A key difficulty with emotional intelligence is that it can be hard to know exactly what you are feeling, you are not an impartial observer, and everyone will have experienced difficulty in precisely identifying feelings. And if you can’t always know how you feel, it’s impossible to know exactly how others are feeling. Good emotional intelligence, therefore, requires constant effort to not just recognize and adapt to emotions, but to constantly calibrate. It can be surprisingly hard work.

How emotional intelligence strengthens relationships

Some suggest that emotional intelligence is little more than values or traits, like courtesy, or just a rebranding of empathy. But whatever it might be, the impact is still incredibly powerful.

Simple examples can show how it might work.
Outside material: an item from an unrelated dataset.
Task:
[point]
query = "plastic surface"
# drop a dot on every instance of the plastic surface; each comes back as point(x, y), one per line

You might be feeling trepidation about seeing a professor to ask a question about the course. Going through an emotional intelligence framework, you might start to define that feeling. The trepidation might be anxiety because you genuinely don’t understand something and fear you never will, or might be because you are afraid the professor may view your question negatively. Thinking about the professor, you might wonder how they would feel, are they overwhelmed by other students and assessments and feeling pressure from work.

You can use these to frame your approach. You can analyze your own feelings, possibly even rationalizing them — plenty of students struggle with things occasionally, and it’s a professor’s job to help. Thinking about their workload might help you frame your question, ensuring it’s focused and makes efficient use of their time. The result is addressing the problem in a way that is considerate of both sides emotions and feelings.

An example of working with peers might see you excited about a project, but frustrated others are not sharing your excitement for the work. Thinking about why that might be helps. They might be that they struggle with the subject, and that gives you a chance to offer help. Or they might simply find the topic dull, but that creates the opportunity for them to take the lead on a different piece of work they enjoy. Again, it enables you to address the perceived problem positively for everyone concerned.

Working with emotions

At its heart, emotional intelligence means acknowledging and working with emotions. Research indicates that emotions have a powerful influence on our lives, and can make us irrational, a topical example is reluctance to vaccines, despite the overwhelming evidence of their safety and protective qualities. And many people happily drive every day, but are scared to fly, despite driving being much more dangerous.

By understanding your own and others’ emotions, you are empowering yourself to work with those emotions, so your effort is on accomplishing goals, not fighting feelings. It’s perhaps no surprise that the best leaders are often those that are identified as exhibiting traits that are associated with emotional intelligence.

But it is a skill that you constantly have to work at, and while it comes more naturally to some than others, we can all use practice. And it’s simple to start, when you are dealing with someone, just ask yourself three simple questions: what are they feeling, why might they be feeling that way, and how can you act differently to acknowledge that feeling?

You’ll be surprised how taking a few seconds to practice your emotional intelligence can make even the most difficult situations much easier.